A trench had been dug around the summit, and the twenty-one grunts dug in, a thin ring facing outwards. Soon the horizon filled with the sounds of battle, and massive treaded beasts trundled forward, and among them Jenny could see the tiny forms of battlesuits. This time, when command ordered him to fire, he fired. The repeaters worked against the battlesuits, and so Jenny picked them off, one by one. Then the bombs came again, and the sky rained ash.
3
May
This is the first piece in a flash fiction serial. I’ll be trying to do one a day, but I probably won’t quite manage it. As those of you who have read the older postings will notice is that the main character for this serial is borrowed from the short story Clone. I hope you enjoy his continued adventures.
It was the first day. Of what, JNY-35197 was unsure. But he had been told it was the first day, and so it was. He accepted not knowing, for not knowing was part of his role. He was a soldier, of sorts. Jenny, for that was his spoken name, had been given a few months of training, and then shipped off to some godforsaken planet out in the ass end of the known universe. Apparently, there was a war on, but for Jenny? He’d had more to do when he was locked inside an organ farm.
Out here, he was on patrol, wandering around in a desert full of sand, sand, some more sand, and sand. He was there to protect a, well, he didn’t know. It was the first day, and he was to patrol the sand. Jenny drew some designs in the sand. He’d been told they were words, but he couldn’t read or write. Organ replacements don’t need that, nor does cannon fodder. So Jenny dawdled on the sands, walking from patrol point to patrol point. There was another fresh trooper with him, but they didn’t speak. Couldn’t speak, even. The desert was so damn hot opening the battlesuits they were in was deadly, and the radio only went to command. That silent, oppressive, mystical command.

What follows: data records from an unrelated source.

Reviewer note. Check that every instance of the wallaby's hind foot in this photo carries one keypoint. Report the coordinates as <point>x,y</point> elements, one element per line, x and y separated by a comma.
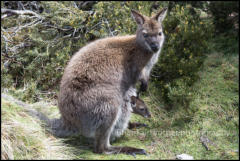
<point>126,150</point>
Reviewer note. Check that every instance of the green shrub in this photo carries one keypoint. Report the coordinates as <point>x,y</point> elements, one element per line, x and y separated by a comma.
<point>183,54</point>
<point>64,29</point>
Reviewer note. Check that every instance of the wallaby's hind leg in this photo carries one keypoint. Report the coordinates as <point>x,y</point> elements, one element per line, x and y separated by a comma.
<point>103,133</point>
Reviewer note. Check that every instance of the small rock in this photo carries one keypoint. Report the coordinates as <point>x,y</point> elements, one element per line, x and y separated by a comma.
<point>184,157</point>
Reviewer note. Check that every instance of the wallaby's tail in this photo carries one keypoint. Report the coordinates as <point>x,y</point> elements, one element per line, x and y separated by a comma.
<point>54,126</point>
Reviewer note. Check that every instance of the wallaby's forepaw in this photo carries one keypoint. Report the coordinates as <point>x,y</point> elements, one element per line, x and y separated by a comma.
<point>137,151</point>
<point>136,125</point>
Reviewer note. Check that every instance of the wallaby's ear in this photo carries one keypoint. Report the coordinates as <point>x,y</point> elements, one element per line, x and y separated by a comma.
<point>138,17</point>
<point>161,15</point>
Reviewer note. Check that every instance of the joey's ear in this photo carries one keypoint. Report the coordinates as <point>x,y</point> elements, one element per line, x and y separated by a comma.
<point>161,15</point>
<point>138,17</point>
<point>133,99</point>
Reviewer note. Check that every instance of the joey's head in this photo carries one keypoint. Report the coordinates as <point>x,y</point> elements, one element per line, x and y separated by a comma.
<point>150,32</point>
<point>139,107</point>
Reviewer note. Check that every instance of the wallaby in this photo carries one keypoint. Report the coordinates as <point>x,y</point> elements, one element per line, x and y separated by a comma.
<point>139,108</point>
<point>97,80</point>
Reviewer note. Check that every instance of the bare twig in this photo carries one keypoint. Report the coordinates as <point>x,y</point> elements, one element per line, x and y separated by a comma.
<point>11,12</point>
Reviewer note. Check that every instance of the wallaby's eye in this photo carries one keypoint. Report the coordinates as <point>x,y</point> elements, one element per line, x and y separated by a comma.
<point>145,34</point>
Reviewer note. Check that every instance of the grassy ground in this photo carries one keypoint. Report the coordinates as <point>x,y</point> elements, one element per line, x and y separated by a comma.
<point>213,114</point>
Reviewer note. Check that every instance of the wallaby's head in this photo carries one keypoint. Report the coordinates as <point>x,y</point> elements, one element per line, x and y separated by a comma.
<point>139,107</point>
<point>150,33</point>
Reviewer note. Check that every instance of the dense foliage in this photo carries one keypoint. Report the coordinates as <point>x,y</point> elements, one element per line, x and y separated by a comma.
<point>35,48</point>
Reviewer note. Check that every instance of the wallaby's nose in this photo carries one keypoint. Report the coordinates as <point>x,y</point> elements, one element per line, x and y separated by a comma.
<point>154,47</point>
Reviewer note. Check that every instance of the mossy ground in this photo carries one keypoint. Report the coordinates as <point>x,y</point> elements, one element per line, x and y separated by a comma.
<point>213,113</point>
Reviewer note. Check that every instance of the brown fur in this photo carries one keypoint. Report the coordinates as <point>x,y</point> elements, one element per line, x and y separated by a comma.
<point>95,86</point>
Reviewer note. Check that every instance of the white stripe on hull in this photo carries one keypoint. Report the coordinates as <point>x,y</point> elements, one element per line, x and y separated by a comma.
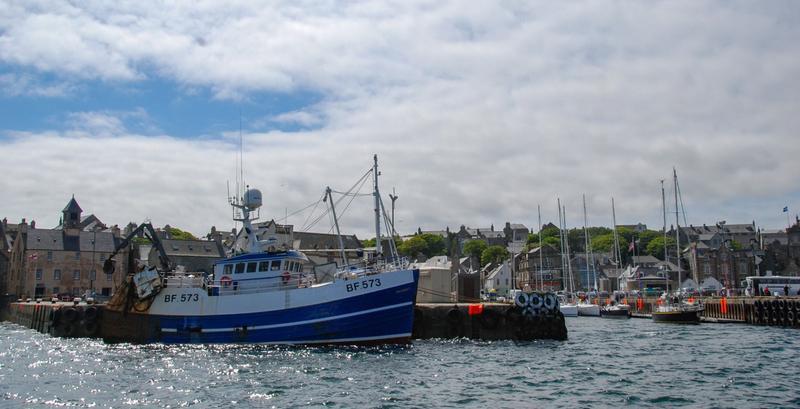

Command didn’t live at the base with JNY-35197 and his mates. That was just forty grunts in a prefab bungalow. Command was a voice on the intercom and the radio that ordered them about, and watched through microcameras and implants. Command wasn’t going to be in the same place as organ replacements. Hell, they were probably worried more about the battlesuits than the flesh inside. Flesh was cheap. Battlesuits, even old one likes this, weren’t.
Jenny could tell the suit was old, because it didn’t fit him right. Had a couple dents in the chest, and was tight in the crotch. A woman’s suit. Jenny had been told it was someone’s idea of a joke, but he didn’t get it. A few others had the same problem. Maybe a joke got funnier the more it was told, but Jenny didn’t think so.
Inside the bungalow after patrol, there wasn’t much to do. Eat, sleep, work out, do training. Two sims were installed at the back, and every grunt had to do a certain amount of sim training a week. Maybe it would help, maybe it wouldn’t. JNY-35197 thought it was a waste of time. He’d run himself to exhaustion, collapse onto a bunk in the dark room, and wake up. Like any other day, Jenny had come back from patrol, eaten, run, and slept. Then the alarms went off and all the lights turned red.
Command was on the speakers, ordering all forty into battlesuits and out to a designated point. It was an hour’s march away, but that was an easy stroll. Shrugging into the suits, JNY-35197 and the rest of his organ replacement grunts went out, command now talking into their ears from the suit speakers.
Command went silent after a few last orders, and the grunts marched to arrive in the middle of an empty desert. There was nothing here, nothing at all. Then command came on the speakers again, and told the grunts to look up. Meteors filled the sky. Command was jabbering away about the meteors being enemy landing craft, but Jenny was too busy watching the sky. It was beautiful. Of course, it was the first day of the war.